Understanding bias in recruitment through population-based cancer registries
conference contribution
posted on 2021-09-01, 00:00authored byRebecca Bergin, Vicki WhiteVicki White, Dallas English, Roger Milne
Abstract
Focus of Presentation
Participant recruitment through registries can provide population-based samples, but there are methodological challenges. We examine challenges and solutions in two studies recruiting participants through the Victorian Cancer Registry. Cross-sectional surveys of patients with colorectal, lung or ovarian cancer conducted in 2013-14 (study 1) and repeated in an ongoing study (study 2). The registry managed fast-track recruitment of eligible patients ( > =40yrs, confirmed diagnosis, approached within 6-months of diagnosis)
Findings
In study 1, registry rules for confirmed diagnosis required surgical histopathology. For cancers primarily treated non-surgically (e.g. lung), selection bias was common. In study 2, confirmation rules were extended to include biopsies with subsequent hospital notification.
The registry does not receive imaging notifications and pathology labs/hospital reports can be delayed (>60days). Study eligibility criteria meant cases with advanced disease, common in lung cancer, or without a confirmed diagnosis within the study timeframe were excluded. However, colorectal and ovarian cases in study 1 were largely representative of the eligible population.
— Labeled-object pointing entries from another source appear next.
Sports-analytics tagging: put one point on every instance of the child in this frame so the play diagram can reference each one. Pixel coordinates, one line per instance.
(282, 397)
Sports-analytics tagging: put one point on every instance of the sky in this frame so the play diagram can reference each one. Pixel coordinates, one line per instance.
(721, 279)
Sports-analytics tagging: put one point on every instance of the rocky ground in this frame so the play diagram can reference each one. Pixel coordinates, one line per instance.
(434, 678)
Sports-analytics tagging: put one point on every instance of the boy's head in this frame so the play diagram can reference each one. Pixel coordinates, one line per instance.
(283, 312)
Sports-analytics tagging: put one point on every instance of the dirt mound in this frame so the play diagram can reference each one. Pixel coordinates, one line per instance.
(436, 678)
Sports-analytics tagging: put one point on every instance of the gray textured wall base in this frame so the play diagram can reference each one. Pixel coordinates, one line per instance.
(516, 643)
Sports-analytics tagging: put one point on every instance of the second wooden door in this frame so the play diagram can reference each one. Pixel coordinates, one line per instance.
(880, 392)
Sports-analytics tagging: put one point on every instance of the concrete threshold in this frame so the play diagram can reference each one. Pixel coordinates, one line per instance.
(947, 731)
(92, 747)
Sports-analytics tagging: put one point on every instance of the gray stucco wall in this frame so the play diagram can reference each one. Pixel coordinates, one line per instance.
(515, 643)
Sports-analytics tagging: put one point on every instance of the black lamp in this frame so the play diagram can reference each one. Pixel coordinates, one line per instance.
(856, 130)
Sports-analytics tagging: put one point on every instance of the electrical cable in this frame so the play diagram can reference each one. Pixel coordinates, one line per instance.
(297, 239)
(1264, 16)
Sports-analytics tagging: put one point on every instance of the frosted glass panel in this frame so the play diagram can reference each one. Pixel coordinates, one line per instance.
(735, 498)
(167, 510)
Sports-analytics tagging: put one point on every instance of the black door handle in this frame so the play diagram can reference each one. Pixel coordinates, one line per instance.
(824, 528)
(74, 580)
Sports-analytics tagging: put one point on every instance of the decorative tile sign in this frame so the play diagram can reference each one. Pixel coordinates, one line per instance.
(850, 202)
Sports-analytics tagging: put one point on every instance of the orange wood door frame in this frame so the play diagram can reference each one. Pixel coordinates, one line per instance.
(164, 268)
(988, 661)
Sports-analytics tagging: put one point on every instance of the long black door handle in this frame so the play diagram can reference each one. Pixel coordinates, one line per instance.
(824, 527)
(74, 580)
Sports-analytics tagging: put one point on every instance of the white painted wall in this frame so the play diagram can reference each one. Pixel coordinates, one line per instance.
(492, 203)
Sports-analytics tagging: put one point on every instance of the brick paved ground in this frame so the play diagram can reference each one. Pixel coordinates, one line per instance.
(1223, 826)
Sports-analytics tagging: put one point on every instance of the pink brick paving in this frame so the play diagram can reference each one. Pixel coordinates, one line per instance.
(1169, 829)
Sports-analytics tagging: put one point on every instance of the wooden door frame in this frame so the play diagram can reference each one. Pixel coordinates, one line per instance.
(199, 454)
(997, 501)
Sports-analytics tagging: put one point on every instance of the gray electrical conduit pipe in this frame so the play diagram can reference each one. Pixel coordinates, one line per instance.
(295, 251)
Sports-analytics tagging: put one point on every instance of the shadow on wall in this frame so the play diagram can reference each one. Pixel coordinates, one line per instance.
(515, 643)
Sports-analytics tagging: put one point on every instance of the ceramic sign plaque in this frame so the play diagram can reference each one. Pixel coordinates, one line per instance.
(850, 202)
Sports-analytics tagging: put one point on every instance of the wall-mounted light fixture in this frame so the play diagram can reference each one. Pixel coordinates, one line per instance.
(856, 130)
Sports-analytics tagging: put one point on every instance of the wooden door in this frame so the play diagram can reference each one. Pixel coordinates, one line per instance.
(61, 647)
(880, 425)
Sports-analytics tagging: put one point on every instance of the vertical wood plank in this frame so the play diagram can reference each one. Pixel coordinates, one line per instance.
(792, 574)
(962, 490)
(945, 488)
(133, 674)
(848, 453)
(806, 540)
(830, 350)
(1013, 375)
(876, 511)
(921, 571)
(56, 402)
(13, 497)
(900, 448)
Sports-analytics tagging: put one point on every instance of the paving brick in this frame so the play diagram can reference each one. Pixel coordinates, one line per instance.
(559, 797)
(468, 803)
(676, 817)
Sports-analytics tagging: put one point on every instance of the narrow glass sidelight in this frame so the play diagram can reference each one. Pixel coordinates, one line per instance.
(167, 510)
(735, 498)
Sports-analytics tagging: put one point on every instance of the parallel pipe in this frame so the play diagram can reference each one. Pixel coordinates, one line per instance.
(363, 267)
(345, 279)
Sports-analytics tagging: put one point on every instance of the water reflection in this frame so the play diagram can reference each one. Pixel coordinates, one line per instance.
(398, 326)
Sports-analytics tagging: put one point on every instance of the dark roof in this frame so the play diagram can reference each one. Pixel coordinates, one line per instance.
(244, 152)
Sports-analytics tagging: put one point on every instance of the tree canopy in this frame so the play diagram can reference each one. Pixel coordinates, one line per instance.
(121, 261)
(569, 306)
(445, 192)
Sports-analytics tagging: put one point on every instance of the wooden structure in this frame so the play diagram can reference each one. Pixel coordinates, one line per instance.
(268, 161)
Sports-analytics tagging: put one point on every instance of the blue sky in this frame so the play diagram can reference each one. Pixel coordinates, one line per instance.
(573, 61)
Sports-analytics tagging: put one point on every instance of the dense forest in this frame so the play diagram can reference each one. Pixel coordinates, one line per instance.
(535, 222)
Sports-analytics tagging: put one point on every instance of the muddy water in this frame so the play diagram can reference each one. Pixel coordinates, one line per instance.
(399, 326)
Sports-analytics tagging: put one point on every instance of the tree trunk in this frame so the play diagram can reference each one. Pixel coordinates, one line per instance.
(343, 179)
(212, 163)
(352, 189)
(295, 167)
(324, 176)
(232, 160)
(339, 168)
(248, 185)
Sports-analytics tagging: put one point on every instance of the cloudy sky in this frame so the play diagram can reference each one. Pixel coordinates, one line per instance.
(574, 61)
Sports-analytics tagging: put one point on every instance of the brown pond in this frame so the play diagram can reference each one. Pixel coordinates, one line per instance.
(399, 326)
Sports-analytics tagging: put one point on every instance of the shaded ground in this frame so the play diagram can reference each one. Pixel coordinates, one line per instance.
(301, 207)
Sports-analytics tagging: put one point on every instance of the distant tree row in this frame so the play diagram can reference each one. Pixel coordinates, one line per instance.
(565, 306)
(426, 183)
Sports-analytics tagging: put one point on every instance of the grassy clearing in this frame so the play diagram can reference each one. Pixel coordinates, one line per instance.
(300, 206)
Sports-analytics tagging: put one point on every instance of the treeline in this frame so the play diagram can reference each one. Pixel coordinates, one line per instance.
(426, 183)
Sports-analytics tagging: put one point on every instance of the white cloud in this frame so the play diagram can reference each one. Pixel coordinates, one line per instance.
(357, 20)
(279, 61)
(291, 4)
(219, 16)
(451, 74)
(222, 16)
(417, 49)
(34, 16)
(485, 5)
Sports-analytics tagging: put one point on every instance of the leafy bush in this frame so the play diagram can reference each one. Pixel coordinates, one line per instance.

In study 2, a different fast-track recruitment approach meant a longer time from diagnosis to response compared to study 1 (median 7 vs 5 months). Recruitment procedures are being improved through engagement between researchers and registry.
Conclusions/Implications
Local registry-based rules for recruitment and available data, study eligibility criteria and cancer type (particularly cancers without histopathological confirmation), may introduce bias. Researchers need to work closely with registry colleagues to understand and optimise recruitment.
Key messages
Registry-based recruitment can be biased. Early and ongoing communication between researchers and registry is strongly recommended.